Cette étude, à laquelle a participé le muséum d’Histoire naturelle, montre que plus d’un tiers des zones humides du bassin méditerranéen sont menacées par les risques de submersion marine causés par le réchauffement climatique. Le Parc naturel régional de Camargue, qui abrite la plus grande zone humide française, et celui de la Narbonnaise font partie du lot. Une menace inquiétante pour les oiseaux côtiers comme l’emblématique flamant rose qui trouve en ces lieux un éco-système propice à son développement. La montée des eaux pourrait ainsi sonner le glas de l’élégant échassier.

“Je ne vois pas pourquoi ils disparaîtraient”

Un scénario “trop alarmiste”, selon Dominique Clément, ornithologue et coordinateur de l’association Aude Nature, qui ne prend pas en compte la capacité d’adaptation des espèces et la configuration de l’espace, et qui mériterait donc d’être nuancé. “Pour l’instant , il y a encore des possibilités.
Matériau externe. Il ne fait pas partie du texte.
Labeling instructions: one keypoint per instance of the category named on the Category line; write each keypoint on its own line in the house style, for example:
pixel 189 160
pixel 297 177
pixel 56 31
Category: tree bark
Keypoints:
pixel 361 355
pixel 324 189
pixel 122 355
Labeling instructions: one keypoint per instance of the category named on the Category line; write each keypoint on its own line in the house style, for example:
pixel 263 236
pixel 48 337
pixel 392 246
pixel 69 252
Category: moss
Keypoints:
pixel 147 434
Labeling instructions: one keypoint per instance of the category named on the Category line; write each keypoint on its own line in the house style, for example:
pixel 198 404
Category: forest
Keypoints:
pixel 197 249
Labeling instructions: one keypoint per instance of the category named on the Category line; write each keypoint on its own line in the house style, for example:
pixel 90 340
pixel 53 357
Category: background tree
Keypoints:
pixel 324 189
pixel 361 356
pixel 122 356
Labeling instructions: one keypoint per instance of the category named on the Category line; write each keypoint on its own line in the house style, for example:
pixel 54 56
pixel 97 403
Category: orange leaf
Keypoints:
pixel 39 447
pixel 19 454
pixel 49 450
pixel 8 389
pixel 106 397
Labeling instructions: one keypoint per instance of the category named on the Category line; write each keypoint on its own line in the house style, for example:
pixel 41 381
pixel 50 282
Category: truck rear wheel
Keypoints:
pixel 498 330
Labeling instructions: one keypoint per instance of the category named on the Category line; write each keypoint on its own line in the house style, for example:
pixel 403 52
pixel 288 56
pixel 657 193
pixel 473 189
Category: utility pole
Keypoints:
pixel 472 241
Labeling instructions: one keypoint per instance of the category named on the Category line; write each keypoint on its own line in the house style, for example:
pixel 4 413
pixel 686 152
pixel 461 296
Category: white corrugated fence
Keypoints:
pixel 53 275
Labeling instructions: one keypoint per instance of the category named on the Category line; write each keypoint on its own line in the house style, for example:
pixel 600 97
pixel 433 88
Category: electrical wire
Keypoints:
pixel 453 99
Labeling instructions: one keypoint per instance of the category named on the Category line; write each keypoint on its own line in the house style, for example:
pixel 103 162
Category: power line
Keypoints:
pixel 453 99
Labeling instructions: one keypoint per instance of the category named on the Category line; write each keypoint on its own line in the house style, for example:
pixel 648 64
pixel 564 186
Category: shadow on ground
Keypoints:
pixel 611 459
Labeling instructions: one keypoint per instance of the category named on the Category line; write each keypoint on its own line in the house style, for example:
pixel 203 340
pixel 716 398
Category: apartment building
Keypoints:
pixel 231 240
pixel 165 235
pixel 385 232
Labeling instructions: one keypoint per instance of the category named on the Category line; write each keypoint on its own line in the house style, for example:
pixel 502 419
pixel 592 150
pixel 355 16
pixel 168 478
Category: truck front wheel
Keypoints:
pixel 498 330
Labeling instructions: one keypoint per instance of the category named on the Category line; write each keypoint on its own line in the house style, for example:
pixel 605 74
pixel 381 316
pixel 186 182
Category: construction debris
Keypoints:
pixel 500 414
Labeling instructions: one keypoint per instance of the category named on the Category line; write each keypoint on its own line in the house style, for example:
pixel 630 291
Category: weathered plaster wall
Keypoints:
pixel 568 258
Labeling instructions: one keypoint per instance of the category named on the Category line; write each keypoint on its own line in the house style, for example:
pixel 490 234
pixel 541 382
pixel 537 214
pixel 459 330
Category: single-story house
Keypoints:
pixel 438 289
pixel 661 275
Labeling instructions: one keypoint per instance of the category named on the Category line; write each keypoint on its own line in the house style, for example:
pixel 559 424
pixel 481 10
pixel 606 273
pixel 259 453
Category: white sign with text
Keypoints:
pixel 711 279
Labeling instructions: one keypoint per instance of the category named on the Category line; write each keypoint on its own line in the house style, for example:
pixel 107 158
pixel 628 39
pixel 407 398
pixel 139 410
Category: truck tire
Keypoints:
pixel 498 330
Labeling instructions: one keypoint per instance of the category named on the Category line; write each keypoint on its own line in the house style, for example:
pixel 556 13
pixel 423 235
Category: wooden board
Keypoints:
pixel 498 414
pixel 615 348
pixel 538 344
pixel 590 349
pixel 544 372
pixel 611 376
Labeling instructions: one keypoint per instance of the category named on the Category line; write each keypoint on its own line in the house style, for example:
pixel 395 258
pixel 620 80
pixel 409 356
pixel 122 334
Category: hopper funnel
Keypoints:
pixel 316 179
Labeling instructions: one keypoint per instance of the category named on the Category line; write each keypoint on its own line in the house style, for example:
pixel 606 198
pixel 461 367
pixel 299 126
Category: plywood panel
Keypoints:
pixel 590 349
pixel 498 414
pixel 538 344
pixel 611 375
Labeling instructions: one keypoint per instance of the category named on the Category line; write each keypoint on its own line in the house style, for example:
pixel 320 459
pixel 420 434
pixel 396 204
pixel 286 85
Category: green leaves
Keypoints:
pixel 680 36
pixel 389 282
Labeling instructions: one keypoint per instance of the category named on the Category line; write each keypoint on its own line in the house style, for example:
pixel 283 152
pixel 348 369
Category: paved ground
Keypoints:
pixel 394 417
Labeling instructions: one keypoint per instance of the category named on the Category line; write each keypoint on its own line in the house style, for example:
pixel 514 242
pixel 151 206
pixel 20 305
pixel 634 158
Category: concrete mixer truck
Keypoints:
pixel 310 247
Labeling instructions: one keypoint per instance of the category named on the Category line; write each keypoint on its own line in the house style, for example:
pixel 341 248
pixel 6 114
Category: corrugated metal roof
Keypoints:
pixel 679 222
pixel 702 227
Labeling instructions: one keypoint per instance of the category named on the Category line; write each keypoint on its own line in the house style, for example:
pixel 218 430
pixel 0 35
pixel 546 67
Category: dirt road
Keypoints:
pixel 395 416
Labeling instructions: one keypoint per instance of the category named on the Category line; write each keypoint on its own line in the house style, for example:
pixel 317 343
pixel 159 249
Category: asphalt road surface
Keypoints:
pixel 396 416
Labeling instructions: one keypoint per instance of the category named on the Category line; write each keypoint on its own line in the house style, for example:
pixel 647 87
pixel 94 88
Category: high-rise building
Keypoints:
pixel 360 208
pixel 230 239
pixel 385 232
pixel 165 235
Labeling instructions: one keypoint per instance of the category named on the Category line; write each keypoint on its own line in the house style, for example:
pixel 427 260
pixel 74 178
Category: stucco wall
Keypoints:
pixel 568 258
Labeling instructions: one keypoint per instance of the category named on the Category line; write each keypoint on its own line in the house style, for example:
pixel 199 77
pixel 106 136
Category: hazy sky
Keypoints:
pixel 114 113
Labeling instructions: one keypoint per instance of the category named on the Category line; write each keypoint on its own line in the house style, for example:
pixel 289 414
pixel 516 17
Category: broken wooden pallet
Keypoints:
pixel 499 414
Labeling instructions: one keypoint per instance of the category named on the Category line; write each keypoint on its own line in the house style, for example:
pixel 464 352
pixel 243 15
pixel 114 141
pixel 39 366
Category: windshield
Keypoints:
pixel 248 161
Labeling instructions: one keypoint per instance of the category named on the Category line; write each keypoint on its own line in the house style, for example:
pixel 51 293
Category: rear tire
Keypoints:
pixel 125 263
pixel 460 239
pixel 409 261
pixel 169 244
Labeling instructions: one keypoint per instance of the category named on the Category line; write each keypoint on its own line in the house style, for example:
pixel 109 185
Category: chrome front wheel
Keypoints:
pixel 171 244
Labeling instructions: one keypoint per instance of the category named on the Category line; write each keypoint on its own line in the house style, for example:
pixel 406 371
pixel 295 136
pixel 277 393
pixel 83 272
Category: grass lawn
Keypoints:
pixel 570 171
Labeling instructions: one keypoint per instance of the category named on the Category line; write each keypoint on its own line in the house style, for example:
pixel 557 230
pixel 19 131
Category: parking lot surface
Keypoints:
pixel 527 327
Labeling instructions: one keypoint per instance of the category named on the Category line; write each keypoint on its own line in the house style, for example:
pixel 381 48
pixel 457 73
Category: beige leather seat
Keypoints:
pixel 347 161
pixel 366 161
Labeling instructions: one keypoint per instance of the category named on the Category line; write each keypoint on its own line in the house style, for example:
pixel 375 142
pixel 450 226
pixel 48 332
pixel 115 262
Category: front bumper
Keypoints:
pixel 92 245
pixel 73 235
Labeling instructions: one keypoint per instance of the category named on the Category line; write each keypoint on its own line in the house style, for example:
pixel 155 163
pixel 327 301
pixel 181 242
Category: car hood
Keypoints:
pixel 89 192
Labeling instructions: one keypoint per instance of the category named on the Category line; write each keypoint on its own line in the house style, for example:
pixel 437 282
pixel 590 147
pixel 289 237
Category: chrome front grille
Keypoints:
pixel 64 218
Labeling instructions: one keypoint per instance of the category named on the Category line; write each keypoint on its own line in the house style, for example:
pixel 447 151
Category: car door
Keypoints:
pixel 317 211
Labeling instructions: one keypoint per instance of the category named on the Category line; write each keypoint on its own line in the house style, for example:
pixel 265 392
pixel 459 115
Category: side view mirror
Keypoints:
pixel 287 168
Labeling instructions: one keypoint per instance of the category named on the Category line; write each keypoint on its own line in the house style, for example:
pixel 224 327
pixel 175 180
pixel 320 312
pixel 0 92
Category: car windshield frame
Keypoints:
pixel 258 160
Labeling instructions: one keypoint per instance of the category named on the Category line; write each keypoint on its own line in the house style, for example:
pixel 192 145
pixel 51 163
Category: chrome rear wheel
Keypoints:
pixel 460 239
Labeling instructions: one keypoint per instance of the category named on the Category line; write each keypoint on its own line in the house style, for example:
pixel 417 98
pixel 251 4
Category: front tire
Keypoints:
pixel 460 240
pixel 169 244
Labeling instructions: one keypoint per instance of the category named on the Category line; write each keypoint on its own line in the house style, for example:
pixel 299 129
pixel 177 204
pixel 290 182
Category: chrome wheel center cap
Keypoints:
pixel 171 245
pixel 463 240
Je ne vois pas pourquoi ils disparaîtraient. Même s’il y a une montée des eaux, il y a des lagunes qui vont se créer ailleurs, de façon progressive”, dit-il au bord des étangs pris entre Narbonne, Gruissan et Sigean, dans lesquels entre 400 et 500 phoenicopterus roseus se baladent en ce mois de juin.

Dominique Clément, coordinateur Aude Nature © Cyril Durand.
Dominique Clément, coordinateur Aude Nature © Cyril Durand.

Il est vrai que le flamant rose a besoin de l’eau saumâtre et peu profonde des lagunes pour se reproduire et se nourrir, principalement de larves aquatiques et particulièrement d’artemia salina, son plat favori, un petit crustacé de quelques millimètres qui donne à son plumage sa couleur rosée. La montée des eaux marquerait la disparition de leur habitat.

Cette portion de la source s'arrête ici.